Have you ever thought about your relationship to chronic pain? Are you a victim of it or a victor over it? When you are suffering with unrelenting pain day after day, it's very easy to slip into a victim mentality.
Below are two descriptions of life with chronic pain, each given by a fibromyalgia patient. See if you can tell what makes one patient a victim and the other a victor.
Patient #1 – “My life was great before I got sick. I worked ten to twelve-hour days, but my job was challenging and rewarding. I had a wide variety of interests and took an active part in my community, teaching aerobics classes and working with the local theater group. I even went back to school and took a couple of classes each semester. Thanks to fibromyalgia, that's all gone now. I had to give up the job I loved to take something with shorter hours and less stress. Even with that, it takes everything I have to get out of bed and drag myself to work every morning. Then when I get home, all I can do is collapse. I spend my weekends resting and trying to build up enough strength to face another week. As for a social life – what's that? I'm too tired and in too much pain to even think about going out or doing anything that's not absolutely essential. I feel so useless – like my life doesn't have a purpose anymore. Sometimes I wonder why God is keeping me here. I can't face the thought of feeling like this for the rest of my life.”

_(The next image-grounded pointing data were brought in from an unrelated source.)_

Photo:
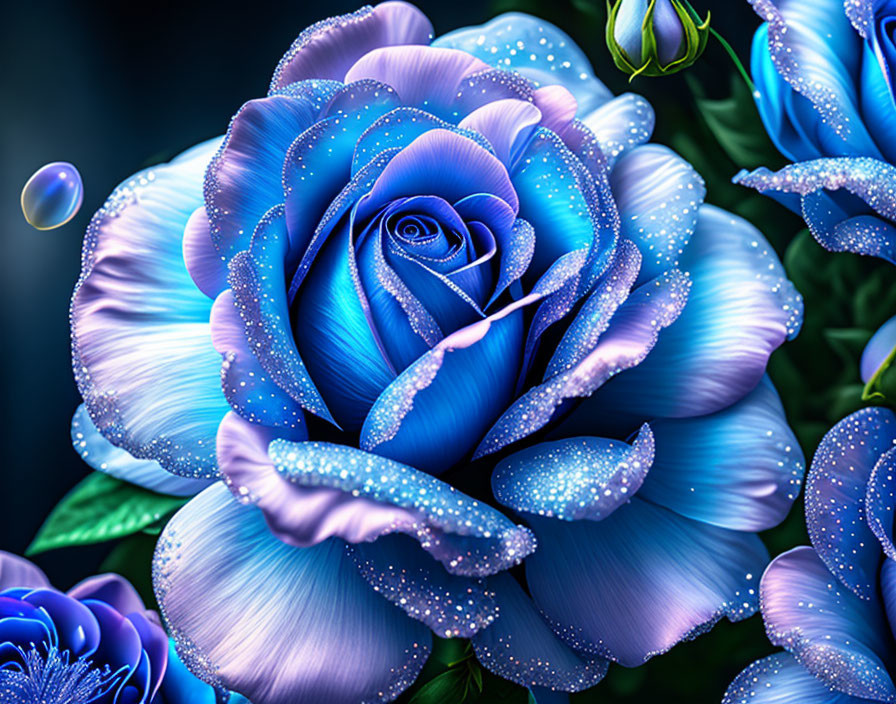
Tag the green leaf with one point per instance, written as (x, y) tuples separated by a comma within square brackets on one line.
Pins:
[(132, 559), (476, 674), (736, 125), (450, 686), (102, 508)]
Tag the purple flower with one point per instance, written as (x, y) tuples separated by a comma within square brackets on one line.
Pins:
[(832, 605), (442, 277), (96, 643), (824, 78)]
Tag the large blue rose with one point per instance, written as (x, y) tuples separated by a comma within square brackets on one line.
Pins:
[(95, 644), (431, 267), (833, 605), (824, 74)]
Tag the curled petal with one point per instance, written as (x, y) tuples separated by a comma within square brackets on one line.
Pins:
[(840, 638), (780, 679), (336, 335), (329, 48), (521, 647), (814, 49), (595, 316), (621, 124), (835, 496), (643, 579), (276, 622), (537, 49), (258, 282), (740, 309), (451, 605), (243, 181), (207, 267), (558, 107), (659, 195), (870, 180), (456, 390), (575, 478), (419, 169), (250, 391), (297, 515), (103, 456), (141, 346), (111, 589), (423, 76), (632, 333), (739, 468), (880, 501), (469, 538), (507, 124), (17, 572)]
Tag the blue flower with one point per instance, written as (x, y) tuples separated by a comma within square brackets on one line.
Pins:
[(824, 76), (655, 37), (431, 310), (831, 605), (96, 644)]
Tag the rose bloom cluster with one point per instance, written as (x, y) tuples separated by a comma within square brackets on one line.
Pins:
[(429, 311)]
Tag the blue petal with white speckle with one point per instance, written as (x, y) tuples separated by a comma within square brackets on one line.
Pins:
[(574, 479), (842, 639), (468, 537), (835, 496)]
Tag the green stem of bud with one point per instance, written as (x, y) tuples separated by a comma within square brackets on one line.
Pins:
[(733, 54)]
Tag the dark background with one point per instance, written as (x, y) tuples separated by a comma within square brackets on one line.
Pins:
[(115, 86)]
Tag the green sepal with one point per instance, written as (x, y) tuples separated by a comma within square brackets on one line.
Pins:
[(102, 508), (696, 36)]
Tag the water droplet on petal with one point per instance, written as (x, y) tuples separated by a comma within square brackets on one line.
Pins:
[(53, 195)]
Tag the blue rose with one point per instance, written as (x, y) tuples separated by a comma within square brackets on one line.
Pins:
[(431, 310), (97, 643), (831, 605), (824, 77)]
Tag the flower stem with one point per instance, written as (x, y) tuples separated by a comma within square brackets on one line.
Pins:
[(731, 53)]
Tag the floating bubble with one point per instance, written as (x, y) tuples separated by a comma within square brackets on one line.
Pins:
[(52, 196)]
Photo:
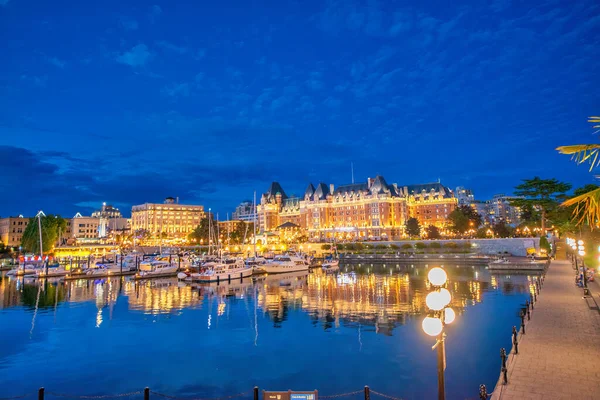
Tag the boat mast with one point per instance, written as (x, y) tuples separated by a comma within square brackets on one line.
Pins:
[(40, 230)]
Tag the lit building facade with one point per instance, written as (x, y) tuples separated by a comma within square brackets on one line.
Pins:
[(11, 230), (244, 212), (370, 210), (174, 219)]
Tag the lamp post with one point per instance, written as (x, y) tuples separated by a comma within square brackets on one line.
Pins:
[(438, 316)]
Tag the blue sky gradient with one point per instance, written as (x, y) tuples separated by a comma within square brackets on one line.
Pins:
[(129, 102)]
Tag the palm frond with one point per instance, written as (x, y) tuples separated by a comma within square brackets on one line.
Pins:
[(587, 208), (581, 153)]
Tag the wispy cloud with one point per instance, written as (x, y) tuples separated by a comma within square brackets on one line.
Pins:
[(171, 47), (177, 89), (155, 12), (35, 80), (56, 62), (128, 23), (138, 56)]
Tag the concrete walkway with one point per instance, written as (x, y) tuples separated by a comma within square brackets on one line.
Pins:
[(559, 356)]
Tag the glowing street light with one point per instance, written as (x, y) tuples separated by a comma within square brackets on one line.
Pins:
[(439, 315)]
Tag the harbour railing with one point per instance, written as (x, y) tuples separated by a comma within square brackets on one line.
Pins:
[(254, 394), (517, 334)]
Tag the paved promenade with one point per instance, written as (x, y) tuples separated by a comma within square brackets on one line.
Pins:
[(559, 356)]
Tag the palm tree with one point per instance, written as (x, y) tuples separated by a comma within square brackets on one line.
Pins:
[(587, 205)]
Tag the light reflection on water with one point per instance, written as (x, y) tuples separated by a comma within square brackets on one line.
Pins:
[(368, 321)]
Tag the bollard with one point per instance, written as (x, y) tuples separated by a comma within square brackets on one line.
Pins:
[(482, 392), (504, 370)]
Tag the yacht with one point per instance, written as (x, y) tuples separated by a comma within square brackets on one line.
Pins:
[(156, 268), (99, 269), (331, 265), (233, 268), (286, 263)]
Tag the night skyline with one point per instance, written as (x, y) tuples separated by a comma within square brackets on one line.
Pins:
[(131, 102)]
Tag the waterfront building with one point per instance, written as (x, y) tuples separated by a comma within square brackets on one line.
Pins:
[(11, 230), (500, 210), (110, 220), (174, 219), (370, 210), (83, 229), (244, 212), (464, 196)]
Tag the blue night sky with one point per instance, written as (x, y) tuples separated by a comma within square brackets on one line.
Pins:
[(129, 102)]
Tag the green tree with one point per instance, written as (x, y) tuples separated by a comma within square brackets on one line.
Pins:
[(433, 232), (541, 194), (501, 230), (52, 227), (413, 228), (463, 218), (200, 234), (586, 205)]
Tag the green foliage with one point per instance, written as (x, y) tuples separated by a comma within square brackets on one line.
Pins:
[(413, 228), (52, 225), (544, 194), (433, 232), (544, 244), (502, 230), (202, 231), (463, 218)]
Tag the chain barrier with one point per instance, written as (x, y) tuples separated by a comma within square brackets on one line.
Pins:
[(104, 396), (385, 395), (205, 398), (19, 397), (333, 396)]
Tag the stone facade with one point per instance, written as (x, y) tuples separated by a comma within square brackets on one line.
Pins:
[(371, 210)]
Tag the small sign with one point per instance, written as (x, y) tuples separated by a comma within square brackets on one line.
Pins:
[(276, 395), (291, 395)]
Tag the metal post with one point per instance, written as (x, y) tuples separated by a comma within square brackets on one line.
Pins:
[(441, 366), (482, 392), (504, 370)]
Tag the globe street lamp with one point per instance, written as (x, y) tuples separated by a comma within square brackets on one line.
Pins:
[(438, 316)]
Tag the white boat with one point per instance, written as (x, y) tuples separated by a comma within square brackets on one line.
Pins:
[(224, 271), (23, 270), (99, 269), (53, 272), (149, 269), (286, 263)]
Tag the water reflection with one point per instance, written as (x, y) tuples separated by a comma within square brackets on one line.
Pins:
[(381, 297)]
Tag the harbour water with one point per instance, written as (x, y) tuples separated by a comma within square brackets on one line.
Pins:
[(331, 332)]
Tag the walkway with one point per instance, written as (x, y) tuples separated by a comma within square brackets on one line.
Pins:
[(559, 356)]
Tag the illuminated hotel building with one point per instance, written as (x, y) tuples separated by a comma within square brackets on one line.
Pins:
[(172, 218), (374, 209)]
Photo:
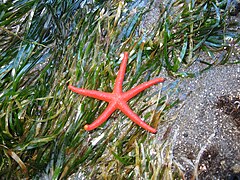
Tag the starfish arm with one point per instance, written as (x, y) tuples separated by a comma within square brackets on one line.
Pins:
[(134, 117), (102, 118), (134, 91), (92, 93), (120, 75)]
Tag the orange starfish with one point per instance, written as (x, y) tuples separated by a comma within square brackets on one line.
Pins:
[(118, 99)]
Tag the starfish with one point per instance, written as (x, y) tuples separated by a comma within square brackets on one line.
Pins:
[(117, 99)]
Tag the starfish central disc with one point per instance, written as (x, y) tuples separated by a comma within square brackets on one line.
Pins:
[(118, 99)]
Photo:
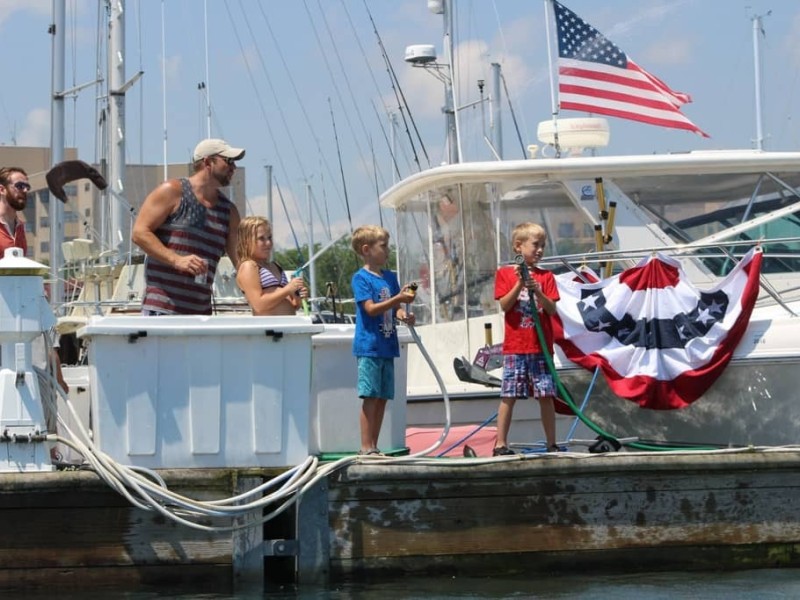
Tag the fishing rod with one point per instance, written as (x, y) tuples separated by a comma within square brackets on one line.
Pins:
[(399, 96), (341, 167), (299, 271)]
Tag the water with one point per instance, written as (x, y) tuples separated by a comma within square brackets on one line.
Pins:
[(765, 584)]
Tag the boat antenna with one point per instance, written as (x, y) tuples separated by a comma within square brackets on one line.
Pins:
[(341, 168), (553, 102), (288, 219), (57, 147), (399, 96), (513, 115), (375, 177), (207, 81), (758, 28), (164, 86)]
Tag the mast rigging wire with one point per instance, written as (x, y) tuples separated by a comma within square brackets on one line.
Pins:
[(262, 108), (300, 103), (513, 115), (399, 96)]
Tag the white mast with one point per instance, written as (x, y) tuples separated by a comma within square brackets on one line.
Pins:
[(758, 29), (56, 212)]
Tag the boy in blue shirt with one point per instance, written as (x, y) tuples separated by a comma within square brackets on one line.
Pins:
[(379, 300)]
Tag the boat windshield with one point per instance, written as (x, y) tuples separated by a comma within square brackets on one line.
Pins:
[(455, 237), (691, 208)]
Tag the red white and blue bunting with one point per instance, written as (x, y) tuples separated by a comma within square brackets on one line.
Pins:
[(659, 341)]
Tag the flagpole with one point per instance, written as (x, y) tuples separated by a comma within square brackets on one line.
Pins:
[(553, 103)]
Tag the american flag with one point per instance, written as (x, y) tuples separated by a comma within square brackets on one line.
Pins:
[(596, 76)]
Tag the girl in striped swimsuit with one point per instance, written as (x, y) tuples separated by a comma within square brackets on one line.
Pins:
[(265, 285)]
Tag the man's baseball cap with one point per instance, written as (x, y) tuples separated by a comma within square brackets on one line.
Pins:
[(216, 147)]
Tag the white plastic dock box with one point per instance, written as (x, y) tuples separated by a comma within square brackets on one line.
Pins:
[(201, 392), (335, 406)]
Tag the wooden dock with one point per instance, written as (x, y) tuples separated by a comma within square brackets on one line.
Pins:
[(547, 513)]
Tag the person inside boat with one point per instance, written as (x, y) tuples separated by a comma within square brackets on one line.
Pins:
[(379, 301), (14, 188), (184, 227), (269, 291), (522, 289)]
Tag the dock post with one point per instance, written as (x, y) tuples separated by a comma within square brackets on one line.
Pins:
[(313, 535), (248, 545)]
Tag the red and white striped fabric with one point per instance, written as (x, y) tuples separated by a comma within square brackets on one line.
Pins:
[(659, 341)]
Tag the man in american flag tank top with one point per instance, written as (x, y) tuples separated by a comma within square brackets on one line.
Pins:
[(184, 227)]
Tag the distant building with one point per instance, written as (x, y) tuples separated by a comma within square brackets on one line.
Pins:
[(85, 203)]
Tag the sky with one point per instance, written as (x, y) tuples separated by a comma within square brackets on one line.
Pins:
[(304, 86)]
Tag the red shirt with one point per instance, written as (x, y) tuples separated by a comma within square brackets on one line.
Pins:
[(18, 241), (520, 332)]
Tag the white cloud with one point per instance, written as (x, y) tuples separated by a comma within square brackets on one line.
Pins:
[(172, 69), (9, 7), (36, 130), (792, 42)]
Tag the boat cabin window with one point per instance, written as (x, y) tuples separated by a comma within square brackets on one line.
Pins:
[(452, 239)]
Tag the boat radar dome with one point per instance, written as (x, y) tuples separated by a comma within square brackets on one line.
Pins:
[(420, 54), (575, 135)]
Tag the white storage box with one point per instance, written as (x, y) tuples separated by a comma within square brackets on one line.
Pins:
[(195, 391), (335, 405)]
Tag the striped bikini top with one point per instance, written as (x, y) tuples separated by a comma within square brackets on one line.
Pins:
[(269, 280), (192, 229)]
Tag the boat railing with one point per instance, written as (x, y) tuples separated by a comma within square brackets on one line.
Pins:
[(726, 254)]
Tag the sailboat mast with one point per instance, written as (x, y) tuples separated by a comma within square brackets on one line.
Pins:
[(56, 212), (119, 220), (758, 29)]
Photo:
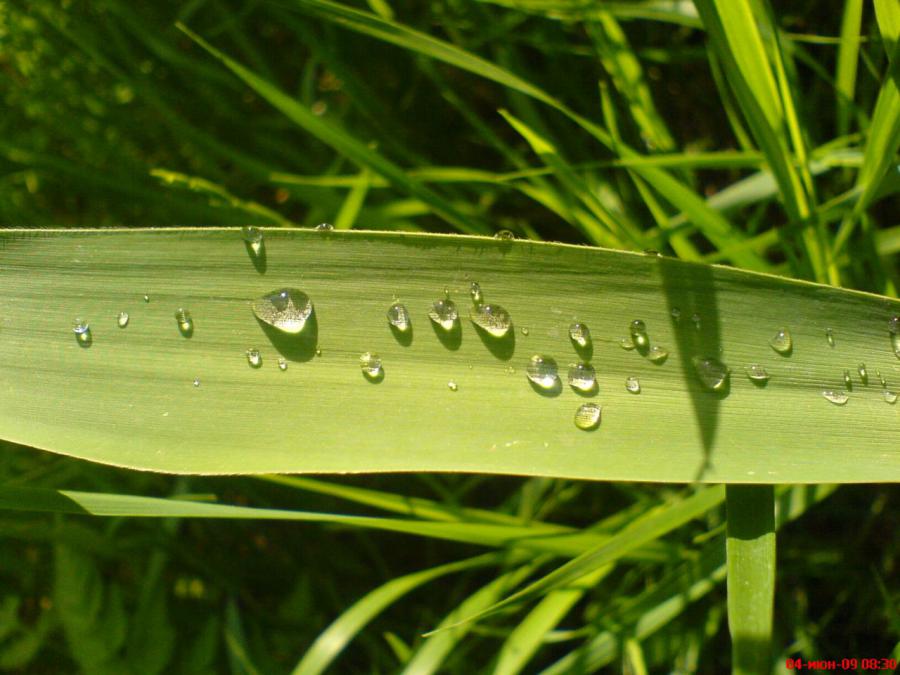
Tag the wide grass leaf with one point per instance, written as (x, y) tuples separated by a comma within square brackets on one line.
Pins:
[(129, 399)]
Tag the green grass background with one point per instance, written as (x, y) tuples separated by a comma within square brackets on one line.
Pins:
[(637, 126)]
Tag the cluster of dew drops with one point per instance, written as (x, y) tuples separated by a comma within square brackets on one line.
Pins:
[(289, 310)]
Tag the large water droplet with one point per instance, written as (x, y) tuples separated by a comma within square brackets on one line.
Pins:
[(542, 371), (253, 236), (398, 317), (443, 313), (185, 321), (757, 373), (587, 417), (638, 330), (493, 319), (475, 292), (82, 330), (582, 377), (836, 396), (580, 334), (371, 365), (287, 310), (658, 354), (782, 342), (254, 358), (713, 373)]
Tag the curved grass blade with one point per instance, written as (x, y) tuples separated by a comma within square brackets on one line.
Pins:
[(129, 399)]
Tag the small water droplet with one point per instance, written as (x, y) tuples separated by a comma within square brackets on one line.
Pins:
[(371, 365), (658, 354), (185, 321), (542, 371), (580, 334), (757, 373), (782, 342), (836, 396), (475, 292), (254, 358), (398, 317), (444, 314), (287, 309), (582, 377), (253, 236), (493, 319), (82, 330), (713, 373), (639, 336), (587, 417)]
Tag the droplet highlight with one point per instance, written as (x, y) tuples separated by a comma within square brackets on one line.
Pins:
[(287, 309), (587, 417), (782, 342)]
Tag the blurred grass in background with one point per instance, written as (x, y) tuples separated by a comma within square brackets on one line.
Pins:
[(778, 143)]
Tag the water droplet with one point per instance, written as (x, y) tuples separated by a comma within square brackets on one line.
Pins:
[(82, 330), (493, 319), (254, 358), (185, 321), (542, 371), (444, 314), (658, 354), (582, 377), (781, 342), (475, 292), (757, 373), (580, 334), (371, 365), (713, 373), (398, 317), (287, 310), (639, 334), (587, 417), (253, 236), (836, 396)]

Patient #2 – “My life is certainly different than I thought it would be, and very different than it was before I developed fibromyalgia. It may sound crazy, but even though I miss some of the things I used to be able to do, some aspects of my life are actually better. Of course, I went through a period of feeling sorry for myself and mourning my old life. But then I decided it was time to take a good hard look at my life and figure out what I could do to make it better. The first thing I realized I needed to do was to move back to my hometown so I could be closer to my children and grandchildren. They are the most important people in my life and traveling to see them was getting more and more difficult. Next, I realized I had to make a career change. Trying to work a regular eight-to-five job was not helping me get any better. It wasn't easy, but eventually I was able to figure out a way to work from home. Now I can work when I'm feeling my best and take a break when I need to rest. Best of all, I'm making a living doing what I had always dreamed of – writing.”
It's fairly obvious that the first patient is the victim and the second is the victor. What you may not realize, though, is that both patients are the same person – and that person is me. A dozen or so years ago, I was Patient #1. Today, I am Patient #2.
What made such a difference? How did I manage to go from being a victim to being a victor? I took control. Victims are at the mercy of someone or something else. Victors take control of the situation and come out on top. I decided it was up to me to take control of my life and make it into what I wanted it to be.